Today, a public campaign has galvanised schoolchildren into action, calling for disposable chopsticks to be banned. Pouches for reusable chopsticks are de rigueur for hip young things keen to enjoy the cachet that being an environmental activist offers. Over the past few years, thousands of restaurants have started washing and reusing chopsticks.

South Korea is held up as a model as it has mostly switched to metal chopsticks and banned the use of disposable chopsticks in many restaurants. Beijing's top Qinghua University uses reusable chopsticks in the canteen following pressure from students. Initially it used spoons to replace the disposable chopsticks but they were hugely unpopular as people had difficulty eating with them - try eating noodles with a spoon. Also, students cut their mouths on the thin material used.

Recent high-profile cases of environmental disaster, such as the poisoning of the Songhua River near Harbin in north-east China, have had an impact on how environmental issues are dealt with in China.

There is a feeling in the central leadership that "green taxation" can help it to fight environmental damage and it realises that gross domestic product growth is not the only yardstick for success - becoming an international pariah for your polluting ways is bad for trade, and the country's dire environmental record could create political discord.

The chopstick tax, part of a package of environmental taxes, is part of the Communist Party's latest Five-Year Plan, which is charged with moving the nation to a more sustainable growth model with less environmental degradation. Owners of four-wheel-drive vehicles will have to pay extra, while wooden floor panels will now be taxed.

Nan Shunji, a deputy at the annual rubber-stamp parliament, the National People's Congress, has been promoting alternatives to disposable chopsticks for years.
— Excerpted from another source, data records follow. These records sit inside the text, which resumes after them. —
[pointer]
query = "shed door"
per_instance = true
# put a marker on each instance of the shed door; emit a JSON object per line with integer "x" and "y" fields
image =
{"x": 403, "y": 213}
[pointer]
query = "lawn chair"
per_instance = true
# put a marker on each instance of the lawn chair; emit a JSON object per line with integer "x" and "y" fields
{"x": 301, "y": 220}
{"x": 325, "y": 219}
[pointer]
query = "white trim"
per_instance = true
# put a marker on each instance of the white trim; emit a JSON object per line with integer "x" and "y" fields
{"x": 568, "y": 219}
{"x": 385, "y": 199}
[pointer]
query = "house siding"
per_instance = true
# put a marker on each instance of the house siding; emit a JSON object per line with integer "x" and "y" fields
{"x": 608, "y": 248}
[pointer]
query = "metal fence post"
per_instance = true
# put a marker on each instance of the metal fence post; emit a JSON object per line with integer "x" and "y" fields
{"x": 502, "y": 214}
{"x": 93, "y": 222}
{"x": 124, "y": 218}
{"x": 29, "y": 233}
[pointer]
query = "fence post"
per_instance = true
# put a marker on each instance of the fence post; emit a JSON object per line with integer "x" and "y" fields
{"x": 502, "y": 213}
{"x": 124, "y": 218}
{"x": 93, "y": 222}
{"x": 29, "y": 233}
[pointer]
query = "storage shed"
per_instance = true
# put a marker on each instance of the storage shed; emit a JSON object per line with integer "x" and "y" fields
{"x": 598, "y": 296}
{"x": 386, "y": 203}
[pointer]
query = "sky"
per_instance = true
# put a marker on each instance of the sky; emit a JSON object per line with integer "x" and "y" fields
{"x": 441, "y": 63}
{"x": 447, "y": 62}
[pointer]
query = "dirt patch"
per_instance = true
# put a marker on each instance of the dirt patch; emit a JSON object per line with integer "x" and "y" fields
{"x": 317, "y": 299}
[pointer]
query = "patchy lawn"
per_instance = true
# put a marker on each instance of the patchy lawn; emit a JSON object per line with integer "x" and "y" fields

This year she took aim at wooden toothpicks and brought along toothpicks made of cornflour to promote the concept of environment friendly consumption. "We have wasted a lot of natural resources at our dinner tables," she said.

Chopstick facts

* Chopsticks are thought to have originated more than 5,000 years ago in China.
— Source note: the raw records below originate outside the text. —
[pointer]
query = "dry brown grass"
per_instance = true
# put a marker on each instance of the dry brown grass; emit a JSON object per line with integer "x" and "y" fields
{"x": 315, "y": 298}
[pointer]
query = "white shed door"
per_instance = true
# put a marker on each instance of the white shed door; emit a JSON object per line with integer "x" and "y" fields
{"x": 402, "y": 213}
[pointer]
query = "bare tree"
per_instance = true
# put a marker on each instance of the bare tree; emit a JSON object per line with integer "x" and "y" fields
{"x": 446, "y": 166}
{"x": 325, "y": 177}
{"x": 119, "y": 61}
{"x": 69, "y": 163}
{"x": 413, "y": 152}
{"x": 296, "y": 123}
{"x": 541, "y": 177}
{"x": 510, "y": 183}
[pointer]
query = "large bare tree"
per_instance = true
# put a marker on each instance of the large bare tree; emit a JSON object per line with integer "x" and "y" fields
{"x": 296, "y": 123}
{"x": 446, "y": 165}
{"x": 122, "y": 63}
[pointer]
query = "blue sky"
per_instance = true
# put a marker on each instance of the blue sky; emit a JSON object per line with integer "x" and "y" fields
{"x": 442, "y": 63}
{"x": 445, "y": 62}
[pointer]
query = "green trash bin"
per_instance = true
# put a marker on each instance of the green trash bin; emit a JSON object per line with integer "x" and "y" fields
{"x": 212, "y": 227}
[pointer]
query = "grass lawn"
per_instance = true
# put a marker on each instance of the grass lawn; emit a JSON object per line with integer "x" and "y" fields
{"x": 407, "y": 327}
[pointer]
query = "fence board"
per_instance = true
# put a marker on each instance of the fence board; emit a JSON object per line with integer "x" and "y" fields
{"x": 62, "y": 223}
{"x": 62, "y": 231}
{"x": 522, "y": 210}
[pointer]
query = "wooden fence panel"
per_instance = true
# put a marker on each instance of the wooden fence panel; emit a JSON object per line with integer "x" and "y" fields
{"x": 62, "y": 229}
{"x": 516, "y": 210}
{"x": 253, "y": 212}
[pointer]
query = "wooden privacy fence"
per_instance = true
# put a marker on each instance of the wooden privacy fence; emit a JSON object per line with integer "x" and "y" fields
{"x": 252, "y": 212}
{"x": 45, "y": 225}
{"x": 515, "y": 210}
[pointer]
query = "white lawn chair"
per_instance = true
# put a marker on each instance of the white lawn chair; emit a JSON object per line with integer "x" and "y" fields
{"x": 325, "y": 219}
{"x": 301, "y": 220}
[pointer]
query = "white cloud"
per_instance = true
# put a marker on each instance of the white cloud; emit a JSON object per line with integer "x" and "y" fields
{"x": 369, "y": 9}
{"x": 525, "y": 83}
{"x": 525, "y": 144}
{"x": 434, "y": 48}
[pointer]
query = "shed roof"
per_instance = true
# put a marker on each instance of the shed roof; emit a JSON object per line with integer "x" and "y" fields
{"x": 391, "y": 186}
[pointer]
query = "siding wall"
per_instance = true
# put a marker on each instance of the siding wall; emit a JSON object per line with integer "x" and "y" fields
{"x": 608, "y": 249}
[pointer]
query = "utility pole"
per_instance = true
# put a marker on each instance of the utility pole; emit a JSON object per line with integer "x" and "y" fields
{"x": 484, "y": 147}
* Some of the earliest chopsticks were made from a single piece of bamboo and were joined at the top like tweezers, but by the 10th century, chopsticks were being produced in two separate pieces.

* The emperors liked silver chopsticks, as they believed, incorrectly it turns out, that they turned black if the food was poisoned.

* Using chopsticks is said to help to improve your memory, give you increased manual dexterity and help you to become a great traditional painter.

* According to superstition, dropping your chopsticks is supposed to be a sign of bad luck to come, and embedding your chopsticks in your bowl of rice is very bad luck.